Last year, the UN and Bill and Melinda Gates Foundatio
n launched a program (‘From Aspiration to Action’) aimed at the global eradication of malaria by 2040. Conveniently for me, this coincides with a time when I should be thinking about retiring. That’s neat. Glass of wine, good book, global eradication of disease achieved. But reminding myself about coppice-with-standards, I’m also mindful that it will very likely be a longer game. This makes the action no less urgent.
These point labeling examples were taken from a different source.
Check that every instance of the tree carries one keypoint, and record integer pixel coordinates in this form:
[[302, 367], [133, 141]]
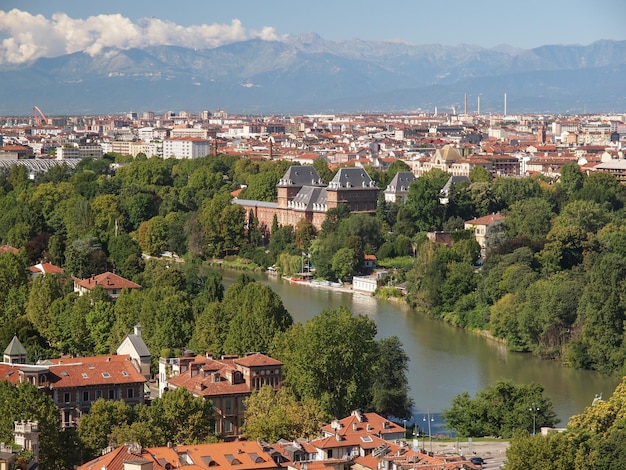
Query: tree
[[25, 402], [257, 314], [500, 410], [85, 258], [529, 218], [166, 318], [425, 210], [479, 174], [304, 232], [390, 390], [180, 418], [593, 440], [331, 360], [510, 190], [272, 415], [152, 235]]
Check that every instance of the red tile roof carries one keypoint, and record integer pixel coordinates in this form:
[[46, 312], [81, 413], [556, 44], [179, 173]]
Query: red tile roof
[[96, 370], [45, 268], [239, 455], [486, 220], [107, 280], [8, 249]]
But it demands that the vision of change has to have an appropriate scale and a healthy dose of patience.
So, at a time when society seems to be moving backwards, when world leaders are making some of the most selfish, short-sighted decisions that I can recall, having the whole of Earth (and our part in it) at the forefront of our decision making process, recognising that we are part of a long journey played out over generations, that decisions by grandparents centuries ago provided the fuel for our growth and development today… taking all this on board, perhaps it can empower us to think about global problems with this very long, Earthful lens. And, if we reach the grand old age of one of the 90-year English oak standards, reaping the rewards of generations before us? We will still need to plant the next generation’s trees. If we don’t then the forests of our grandchildren’s age will be bare.